He was in gen pop and, as the accomplice, was supposed to have a lighter sentence, but the inmates had taken him as their way to vent.
He watched his princess’s face in his mind’s eye. The same face he had once kissed goodnight. Her eyes were hollow — his baby girl.
"No... no..." he whispered. But his voice was too soft, just a breath. No one heard. No one cared.
One of the other inmates snorted from a nearby bench. "Ain’t that your brat, old man? Apple didn’t fall far, huh?"
The others laughed, and he shifted painfully to see a small TV replaying the trial coincidentally.
Abram didn’t even flinch. Not anymore. Let them laugh. Let them beat him. Let them spit. None of it mattered—not compared to the wreckage of his family.

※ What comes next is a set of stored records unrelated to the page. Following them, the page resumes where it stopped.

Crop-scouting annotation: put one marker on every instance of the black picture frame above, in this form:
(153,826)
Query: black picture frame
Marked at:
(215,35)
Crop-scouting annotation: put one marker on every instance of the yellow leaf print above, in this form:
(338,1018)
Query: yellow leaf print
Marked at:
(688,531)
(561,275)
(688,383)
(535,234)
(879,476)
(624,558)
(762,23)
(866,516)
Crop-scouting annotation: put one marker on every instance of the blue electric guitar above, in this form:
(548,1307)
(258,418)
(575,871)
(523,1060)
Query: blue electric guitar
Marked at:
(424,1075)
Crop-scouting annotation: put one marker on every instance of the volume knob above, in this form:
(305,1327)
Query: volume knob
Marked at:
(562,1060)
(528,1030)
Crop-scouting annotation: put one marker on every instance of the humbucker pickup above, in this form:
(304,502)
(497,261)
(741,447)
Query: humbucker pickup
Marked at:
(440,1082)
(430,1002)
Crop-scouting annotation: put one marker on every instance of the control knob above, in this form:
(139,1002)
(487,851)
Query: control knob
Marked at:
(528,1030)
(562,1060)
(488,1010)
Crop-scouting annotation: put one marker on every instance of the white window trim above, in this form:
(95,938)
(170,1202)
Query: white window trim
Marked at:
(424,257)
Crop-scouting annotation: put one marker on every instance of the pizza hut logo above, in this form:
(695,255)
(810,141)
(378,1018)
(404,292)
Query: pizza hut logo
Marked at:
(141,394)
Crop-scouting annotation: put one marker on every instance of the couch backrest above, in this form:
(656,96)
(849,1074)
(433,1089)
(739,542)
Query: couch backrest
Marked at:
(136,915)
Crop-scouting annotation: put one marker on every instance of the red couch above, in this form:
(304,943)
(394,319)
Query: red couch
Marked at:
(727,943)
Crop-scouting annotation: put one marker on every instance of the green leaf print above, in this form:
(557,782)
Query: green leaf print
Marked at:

He closed his eyes, trembling.
He remembered when they’d built their empire, when they’d dined with kings and dismissed enemies like insects. When he’d believed his wife was untouchable. That they were untouchable.
And now?
His wife rotted in a cell. His daughter, even more so than them. And he... he was just meat to the wolves in gen pop—a trophy for the lowlifes he used to control.
"I should have stopped her," he whispered, tears leaking from the one eye that could still open, but he knew that he wouldn’t. That was the life Abi had ever known, and he loved her for that. Still, he convinced himself, "I should’ve told her no."
But he hadn’t and wouldn’t.
He’d been the silent partner. The coward. And now all he could do was lie there, broken in body, tormented in mind, staring at the flickering image of his daughter
For the first time since their downfall, Abram also cried.
Not from pain, or humiliation, or fear.
But from a helpless, suffocating grief for his princess.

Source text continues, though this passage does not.